I Don't Know What to Think
It was a review of a couple of books on the Virus (yes, such books are already in print). Both, the reviewer said, were persuasive arguments. Yet they came to quite differing conclusions.
And the reviewer said something that is true also for me. I find, he said (more or less), that I tend to agree with the last argument I have heard.
Yes, that’s exactly right! I read an impassioned essay that the dangers of the Virus are still here—it’s much worse than the flu, there won’t be “herd immunity,” etc. I am persuaded! But then another article: that we are over-reacting, that we need to be smarter and more focused, and that schools should reopen at once. Again, I am persuaded!
The truth is this: I don’t know what to think.
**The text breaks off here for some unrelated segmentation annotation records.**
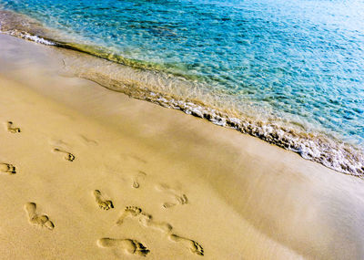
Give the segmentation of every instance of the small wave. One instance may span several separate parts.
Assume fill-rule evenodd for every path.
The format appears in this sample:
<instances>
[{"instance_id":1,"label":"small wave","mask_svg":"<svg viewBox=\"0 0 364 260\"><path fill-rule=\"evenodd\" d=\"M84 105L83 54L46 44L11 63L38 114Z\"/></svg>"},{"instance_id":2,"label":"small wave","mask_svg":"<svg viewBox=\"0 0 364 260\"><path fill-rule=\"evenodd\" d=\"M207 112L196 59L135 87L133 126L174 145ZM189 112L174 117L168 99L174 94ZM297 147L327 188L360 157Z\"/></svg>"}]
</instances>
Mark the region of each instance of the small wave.
<instances>
[{"instance_id":1,"label":"small wave","mask_svg":"<svg viewBox=\"0 0 364 260\"><path fill-rule=\"evenodd\" d=\"M181 110L292 151L338 172L364 177L364 155L352 145L323 133L308 133L291 125L282 126L277 120L269 122L247 117L231 107L221 105L228 102L221 97L214 97L203 86L177 75L150 69L155 68L155 65L141 66L137 61L113 56L100 47L64 42L36 21L11 11L0 10L0 32L77 51L68 53L66 69L108 89Z\"/></svg>"}]
</instances>

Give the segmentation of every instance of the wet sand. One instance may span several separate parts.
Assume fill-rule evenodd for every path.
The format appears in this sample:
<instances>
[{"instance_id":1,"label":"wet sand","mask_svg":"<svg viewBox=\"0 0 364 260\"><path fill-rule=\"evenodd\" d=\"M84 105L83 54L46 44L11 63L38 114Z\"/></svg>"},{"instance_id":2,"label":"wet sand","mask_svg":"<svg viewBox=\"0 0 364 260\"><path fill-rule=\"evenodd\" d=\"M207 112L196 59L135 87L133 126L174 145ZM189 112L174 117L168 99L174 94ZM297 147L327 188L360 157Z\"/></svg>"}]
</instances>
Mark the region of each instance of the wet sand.
<instances>
[{"instance_id":1,"label":"wet sand","mask_svg":"<svg viewBox=\"0 0 364 260\"><path fill-rule=\"evenodd\" d=\"M73 55L0 35L2 258L364 257L362 180L76 78Z\"/></svg>"}]
</instances>

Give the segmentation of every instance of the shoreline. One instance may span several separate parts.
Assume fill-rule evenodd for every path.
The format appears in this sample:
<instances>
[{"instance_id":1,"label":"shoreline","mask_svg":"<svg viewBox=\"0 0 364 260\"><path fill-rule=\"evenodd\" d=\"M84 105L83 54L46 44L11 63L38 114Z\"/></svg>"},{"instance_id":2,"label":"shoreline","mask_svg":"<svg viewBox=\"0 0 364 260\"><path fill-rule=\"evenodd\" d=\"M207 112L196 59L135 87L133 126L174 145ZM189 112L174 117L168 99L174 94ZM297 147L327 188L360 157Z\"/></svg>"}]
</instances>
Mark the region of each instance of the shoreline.
<instances>
[{"instance_id":1,"label":"shoreline","mask_svg":"<svg viewBox=\"0 0 364 260\"><path fill-rule=\"evenodd\" d=\"M231 97L231 100L225 100L225 103L232 104L231 107L227 107L221 104L217 97L204 89L205 87L194 86L185 78L170 77L162 71L156 72L146 68L134 68L128 62L125 65L113 56L108 57L105 51L101 56L97 56L96 50L93 52L87 49L91 47L84 47L83 49L82 47L57 42L51 37L42 38L43 35L37 36L36 32L43 32L45 36L52 36L52 32L35 22L29 22L27 26L22 25L18 30L17 19L23 20L26 16L13 14L12 11L3 12L6 18L2 26L5 26L3 29L6 34L59 47L60 56L65 55L60 58L63 59L66 70L76 77L94 81L134 99L181 110L216 125L259 138L339 172L359 178L364 176L363 151L354 144L340 140L330 133L308 130L312 126L295 122L288 115L283 116L286 119L284 121L273 115L266 119L252 118L236 108L234 104L238 100ZM248 110L255 109L257 108L250 108ZM249 113L251 114L251 111Z\"/></svg>"},{"instance_id":2,"label":"shoreline","mask_svg":"<svg viewBox=\"0 0 364 260\"><path fill-rule=\"evenodd\" d=\"M74 78L51 47L4 35L0 45L0 159L17 170L0 175L5 258L135 257L97 244L110 237L137 240L149 259L201 259L153 222L116 226L126 206L198 243L206 259L364 256L362 180ZM8 120L22 131L7 132ZM97 207L96 190L114 209ZM27 203L52 231L29 224Z\"/></svg>"}]
</instances>

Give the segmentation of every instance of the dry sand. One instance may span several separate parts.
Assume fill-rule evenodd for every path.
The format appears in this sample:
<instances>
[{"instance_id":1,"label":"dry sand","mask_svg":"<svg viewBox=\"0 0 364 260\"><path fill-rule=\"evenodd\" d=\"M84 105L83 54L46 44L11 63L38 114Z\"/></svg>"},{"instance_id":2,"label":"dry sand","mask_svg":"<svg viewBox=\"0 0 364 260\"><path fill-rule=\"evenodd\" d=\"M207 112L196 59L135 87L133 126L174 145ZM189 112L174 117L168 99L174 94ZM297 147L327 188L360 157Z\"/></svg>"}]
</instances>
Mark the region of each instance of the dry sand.
<instances>
[{"instance_id":1,"label":"dry sand","mask_svg":"<svg viewBox=\"0 0 364 260\"><path fill-rule=\"evenodd\" d=\"M362 180L66 75L65 53L0 35L1 259L364 258Z\"/></svg>"}]
</instances>

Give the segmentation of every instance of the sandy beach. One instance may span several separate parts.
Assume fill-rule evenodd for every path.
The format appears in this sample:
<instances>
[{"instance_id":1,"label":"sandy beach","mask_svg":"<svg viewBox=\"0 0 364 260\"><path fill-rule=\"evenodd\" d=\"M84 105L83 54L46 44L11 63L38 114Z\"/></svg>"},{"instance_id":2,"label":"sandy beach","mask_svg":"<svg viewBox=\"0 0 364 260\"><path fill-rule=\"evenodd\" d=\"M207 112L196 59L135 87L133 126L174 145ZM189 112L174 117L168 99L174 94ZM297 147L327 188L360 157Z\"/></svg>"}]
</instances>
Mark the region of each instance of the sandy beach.
<instances>
[{"instance_id":1,"label":"sandy beach","mask_svg":"<svg viewBox=\"0 0 364 260\"><path fill-rule=\"evenodd\" d=\"M364 182L0 35L1 259L362 259Z\"/></svg>"}]
</instances>

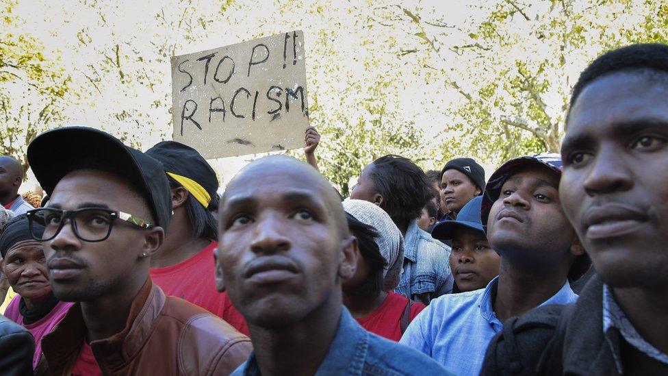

To be more precise: I don’t know what to think about what should be done to address the big questions before us today. I don’t know what policies we should have regarding the Virus. Nor do I know what we should do about racial unrest, protests, and riots. And whatever comes up in the next news cycle, the truth is that I won’t know what should be done about it either.
There are, nonetheless, some things that I do know. Two have been the subject of recent columns.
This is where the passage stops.